12 HHH October 4, 2009 at 1:29 pm

After staying 5 years with RBC and giving them thousands in comission fees i finally transferred my account to scotiaitrade.
Main reason, $28.95 for each 1000 shares traded! this is rape!
Also, RBC is very arrogant, I sent them email asking if they would match scotia’s comission fees and they basically told me I could go puck myslef as they didnt care if I closed my account…..well, if few thousand people do it, watch out RBC for you’ll lose clients fast.
Lastly many times I was unable to log in due to tech difficulties on their side……

13 Mike October 4, 2009 at 3:51 pm

Although my problem with RBC Direct invoved specifically their ignorance of capital gain tax excemption for securities donated to registered charities, it was their arrogance and unwillingness to accept any responsibility for not keeping me, their, client informed by continuing to forward the company’s bullletins, etc. and for surrendering my shares for cash without my authority or even my foreknowledge of their actions, that leads me to say “Don’t trust RBC Direct”. Their Ombudsman was also a joke.

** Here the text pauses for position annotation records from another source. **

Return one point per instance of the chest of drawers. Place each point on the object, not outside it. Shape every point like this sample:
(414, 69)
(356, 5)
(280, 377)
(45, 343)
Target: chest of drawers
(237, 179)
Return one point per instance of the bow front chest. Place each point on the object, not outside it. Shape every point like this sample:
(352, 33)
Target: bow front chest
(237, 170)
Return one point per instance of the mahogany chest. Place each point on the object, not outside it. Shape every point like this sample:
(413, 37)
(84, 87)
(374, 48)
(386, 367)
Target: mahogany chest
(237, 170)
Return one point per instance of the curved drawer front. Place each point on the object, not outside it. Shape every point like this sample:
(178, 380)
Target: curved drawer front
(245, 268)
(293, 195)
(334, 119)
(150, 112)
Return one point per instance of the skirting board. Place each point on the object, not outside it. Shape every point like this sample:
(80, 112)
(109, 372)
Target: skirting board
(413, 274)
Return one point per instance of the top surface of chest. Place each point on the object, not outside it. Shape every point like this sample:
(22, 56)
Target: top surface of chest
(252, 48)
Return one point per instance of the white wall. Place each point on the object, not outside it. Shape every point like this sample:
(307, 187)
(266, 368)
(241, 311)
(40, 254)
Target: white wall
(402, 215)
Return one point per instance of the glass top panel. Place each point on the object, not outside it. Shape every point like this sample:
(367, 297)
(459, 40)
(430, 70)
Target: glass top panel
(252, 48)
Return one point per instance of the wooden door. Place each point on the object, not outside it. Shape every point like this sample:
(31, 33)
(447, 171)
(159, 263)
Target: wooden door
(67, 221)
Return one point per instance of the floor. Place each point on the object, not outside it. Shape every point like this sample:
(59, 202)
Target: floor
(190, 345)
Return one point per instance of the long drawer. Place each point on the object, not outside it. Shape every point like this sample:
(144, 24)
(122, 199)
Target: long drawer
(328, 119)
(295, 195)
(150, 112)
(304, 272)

14 Max October 23, 2009 at 12:24 pm

Recently RBC Investing did an update on there site. I am a small investor who enjoys trading as a challenge. The site always gave you information on analyst ratings, comments on the market, stock picks , analyst information on different stocks, gas, oil and gold market. Know only the investor with $250,000 can get that information. (THE INNER CIRCLE). Why would a small investor stay with them and pay higher fees and know we don’t even get any Stock Analysis information. The site is absolutely useless.